CircRNAs regulate immunity in various types of cancer by acting as a miRNA sponge, and much attention has been paid to the regulation of immune escape. The interaction between programmed death receptor 1 (PD-1) and programmed cell death ligand 1 (PD-L1) can effectively suppress the activation of effector T lymphocytes, ultimately leading to tumor immune escape (Figure 3A). CircRNA-002178 has also been found to bind to miR-34a and suppress its expression, resulting in increased PD-L1 expression in cancer cells. CircRNA-002178 can also be transported from cancer cells to CD8+ T cells via exosomes. It suppresses miR-28-5p activity and promotes PD1 expression on CD8+ T cells (33). In addition, miR-138 activity is inhibited upon binding to hsa_circ_0020397, thus affecting its downstream responses and promoting the expression of PD-L1 and telomerase reverse transcriptase in CRC cells. Owing to the high expression level of has_circ_0020397 in CRC cells, the expression of PD-L1 is upregulated in turn (34, 35). Similarly, circRNA vimentin (circ-VIM) can bind to miR-124 and deregulate its downstream target PD-L1. Sevoflurane can synergistically inhibit immune escape from oesophageal cancer by circ-VIM silencing (36). The role of miRNAs in tumor immunity, especially in the regulation of PD-1/PD-L1 immune checkpoint expression, has been extensively investigated (37, 38). These results suggest that circRNAs promote tumor immune escape through the circRNA/miRNA/PD-1/PD-L1 axis.
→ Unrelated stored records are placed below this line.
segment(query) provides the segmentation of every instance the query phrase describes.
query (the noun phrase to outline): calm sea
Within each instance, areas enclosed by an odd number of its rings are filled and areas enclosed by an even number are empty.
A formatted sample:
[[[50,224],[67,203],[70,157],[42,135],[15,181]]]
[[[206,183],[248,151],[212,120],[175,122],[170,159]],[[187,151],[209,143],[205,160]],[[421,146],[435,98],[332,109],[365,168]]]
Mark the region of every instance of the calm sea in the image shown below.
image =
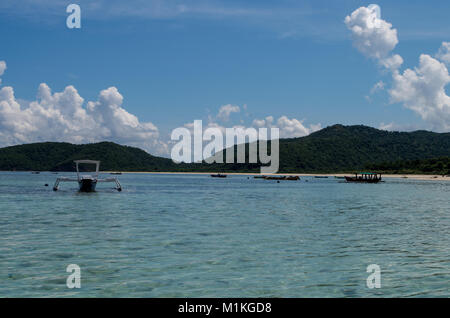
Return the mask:
[[[450,296],[450,182],[61,175],[0,173],[1,297]]]

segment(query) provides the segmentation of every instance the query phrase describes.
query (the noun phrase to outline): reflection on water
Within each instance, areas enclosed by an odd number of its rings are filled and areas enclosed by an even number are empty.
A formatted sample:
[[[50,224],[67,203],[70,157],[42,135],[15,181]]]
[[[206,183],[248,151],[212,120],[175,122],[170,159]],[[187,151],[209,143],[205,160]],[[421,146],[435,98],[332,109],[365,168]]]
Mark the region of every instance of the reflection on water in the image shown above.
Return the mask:
[[[78,193],[55,178],[0,173],[0,296],[450,296],[450,183],[124,174],[122,193]]]

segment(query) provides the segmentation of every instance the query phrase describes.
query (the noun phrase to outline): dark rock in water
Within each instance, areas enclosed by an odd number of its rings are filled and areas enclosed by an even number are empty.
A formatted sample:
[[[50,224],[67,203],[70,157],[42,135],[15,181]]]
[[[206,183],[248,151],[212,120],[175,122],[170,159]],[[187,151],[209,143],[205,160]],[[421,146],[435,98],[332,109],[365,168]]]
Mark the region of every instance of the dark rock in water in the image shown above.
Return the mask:
[[[48,187],[48,183],[46,183],[45,186]]]

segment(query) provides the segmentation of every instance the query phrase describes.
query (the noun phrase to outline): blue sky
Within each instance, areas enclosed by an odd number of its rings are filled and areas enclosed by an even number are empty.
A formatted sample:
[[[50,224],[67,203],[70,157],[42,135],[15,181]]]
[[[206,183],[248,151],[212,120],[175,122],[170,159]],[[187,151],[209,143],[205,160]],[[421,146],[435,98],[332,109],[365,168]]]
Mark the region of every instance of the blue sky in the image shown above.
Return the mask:
[[[391,73],[355,48],[344,19],[371,1],[72,2],[81,6],[79,30],[66,27],[67,1],[0,4],[0,61],[7,64],[0,87],[13,87],[22,108],[46,83],[52,92],[73,85],[85,103],[116,87],[121,107],[154,124],[162,140],[228,104],[240,108],[229,125],[286,116],[305,127],[447,127],[424,120],[406,100],[392,103]],[[450,41],[450,2],[376,4],[398,31],[402,70]],[[372,89],[380,81],[383,89]]]

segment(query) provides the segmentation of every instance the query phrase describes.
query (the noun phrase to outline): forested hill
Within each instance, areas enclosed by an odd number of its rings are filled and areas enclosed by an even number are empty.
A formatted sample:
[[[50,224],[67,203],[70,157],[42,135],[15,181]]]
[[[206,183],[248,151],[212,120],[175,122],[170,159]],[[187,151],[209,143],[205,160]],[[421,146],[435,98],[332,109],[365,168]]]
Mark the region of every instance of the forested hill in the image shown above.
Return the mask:
[[[349,172],[370,164],[443,156],[450,156],[450,133],[388,132],[362,125],[334,125],[306,137],[281,139],[279,171]],[[212,170],[258,171],[258,165],[221,164]]]
[[[0,170],[73,171],[74,160],[100,160],[103,171],[173,171],[171,159],[113,142],[85,145],[44,142],[0,149]]]
[[[450,156],[450,133],[387,132],[334,125],[280,140],[280,172],[346,172],[369,165]],[[258,164],[180,164],[112,142],[34,143],[0,149],[0,170],[73,171],[73,160],[101,160],[104,171],[258,172]],[[372,166],[376,167],[376,166]]]
[[[383,162],[368,165],[367,169],[394,174],[450,175],[450,157]]]
[[[334,125],[280,141],[280,168],[286,172],[358,170],[368,164],[442,156],[450,156],[450,133]]]

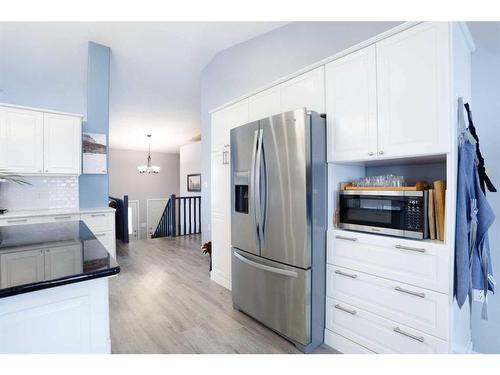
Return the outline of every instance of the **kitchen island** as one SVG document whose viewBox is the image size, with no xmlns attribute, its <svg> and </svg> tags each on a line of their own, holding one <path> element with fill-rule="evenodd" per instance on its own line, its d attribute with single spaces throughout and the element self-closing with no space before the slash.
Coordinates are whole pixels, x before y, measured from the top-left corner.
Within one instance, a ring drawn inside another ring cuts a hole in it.
<svg viewBox="0 0 500 375">
<path fill-rule="evenodd" d="M 82 221 L 0 227 L 0 353 L 110 353 L 119 272 Z"/>
</svg>

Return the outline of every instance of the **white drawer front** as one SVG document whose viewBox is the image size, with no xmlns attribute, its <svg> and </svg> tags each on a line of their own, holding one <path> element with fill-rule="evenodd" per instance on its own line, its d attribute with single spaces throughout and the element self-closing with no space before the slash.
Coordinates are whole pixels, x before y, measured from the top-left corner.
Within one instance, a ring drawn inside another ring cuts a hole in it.
<svg viewBox="0 0 500 375">
<path fill-rule="evenodd" d="M 326 327 L 376 353 L 447 353 L 448 343 L 427 333 L 327 297 Z"/>
<path fill-rule="evenodd" d="M 114 215 L 113 212 L 82 214 L 81 219 L 87 224 L 92 232 L 102 232 L 113 229 Z"/>
<path fill-rule="evenodd" d="M 342 354 L 375 354 L 371 350 L 348 340 L 335 332 L 325 329 L 325 344 Z"/>
<path fill-rule="evenodd" d="M 59 222 L 59 221 L 78 221 L 80 220 L 80 215 L 54 215 L 46 216 L 46 222 Z"/>
<path fill-rule="evenodd" d="M 46 222 L 47 222 L 46 217 L 22 217 L 22 218 L 0 219 L 0 226 L 39 224 Z"/>
<path fill-rule="evenodd" d="M 328 263 L 449 293 L 447 246 L 356 232 L 328 231 Z"/>
<path fill-rule="evenodd" d="M 329 297 L 447 339 L 448 295 L 338 266 L 326 272 Z"/>
<path fill-rule="evenodd" d="M 100 243 L 108 250 L 108 252 L 115 257 L 115 239 L 113 238 L 113 231 L 107 232 L 93 232 L 94 236 Z"/>
</svg>

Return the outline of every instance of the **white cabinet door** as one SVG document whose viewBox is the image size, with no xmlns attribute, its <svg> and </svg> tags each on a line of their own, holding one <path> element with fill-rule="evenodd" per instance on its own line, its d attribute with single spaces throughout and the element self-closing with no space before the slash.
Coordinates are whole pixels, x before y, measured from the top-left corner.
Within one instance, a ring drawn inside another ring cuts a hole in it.
<svg viewBox="0 0 500 375">
<path fill-rule="evenodd" d="M 212 214 L 212 278 L 225 287 L 231 284 L 231 226 L 226 217 Z"/>
<path fill-rule="evenodd" d="M 0 107 L 0 168 L 43 172 L 43 113 Z"/>
<path fill-rule="evenodd" d="M 44 251 L 20 251 L 0 255 L 2 288 L 43 281 Z"/>
<path fill-rule="evenodd" d="M 221 151 L 212 153 L 212 211 L 228 220 L 231 209 L 231 175 L 229 164 L 224 164 Z M 226 223 L 226 225 L 229 223 Z"/>
<path fill-rule="evenodd" d="M 328 161 L 376 157 L 376 70 L 374 45 L 326 65 Z"/>
<path fill-rule="evenodd" d="M 45 277 L 47 279 L 78 275 L 82 272 L 83 254 L 80 243 L 45 250 Z"/>
<path fill-rule="evenodd" d="M 212 115 L 212 248 L 214 274 L 217 274 L 213 279 L 226 287 L 231 280 L 230 130 L 248 122 L 248 99 Z"/>
<path fill-rule="evenodd" d="M 215 282 L 229 288 L 231 276 L 231 189 L 229 164 L 223 152 L 212 153 L 212 273 Z"/>
<path fill-rule="evenodd" d="M 377 44 L 380 157 L 449 150 L 447 23 L 426 22 Z"/>
<path fill-rule="evenodd" d="M 321 66 L 280 85 L 281 112 L 305 107 L 325 113 L 325 74 Z"/>
<path fill-rule="evenodd" d="M 274 86 L 249 98 L 249 121 L 260 120 L 281 113 L 280 86 Z"/>
<path fill-rule="evenodd" d="M 248 122 L 248 99 L 212 114 L 212 151 L 229 147 L 229 131 Z"/>
<path fill-rule="evenodd" d="M 82 130 L 78 117 L 43 114 L 44 172 L 80 174 Z"/>
</svg>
Figure 3 Role of circRNAs in tumor immunity. (A) The interaction between programmed death receptor 1 (PD-1) and programmed cell death ligand 1 (PD-L1) can effectively suppress the activation of effector T lymphocytes, ultimately leading to tumor immune escape. (B) CircRNA can also bind tumor-specific miRNAs and mRNAs through complementary sequences, to form a novel tumor antigen. CircRNA exists in exosomes to enhance the stability of these RNAs and is released upon reaching the target immune cells. (C) Exosomes and extracellular vesicles (EVs) can transport circRNA into immune cells. CircRNA can then act as potential tumor antigens to regulate immune responses in tumors. (D) Exogenous circRNA entering tumor cells may activate antitumor immunity by influencing RIG-I.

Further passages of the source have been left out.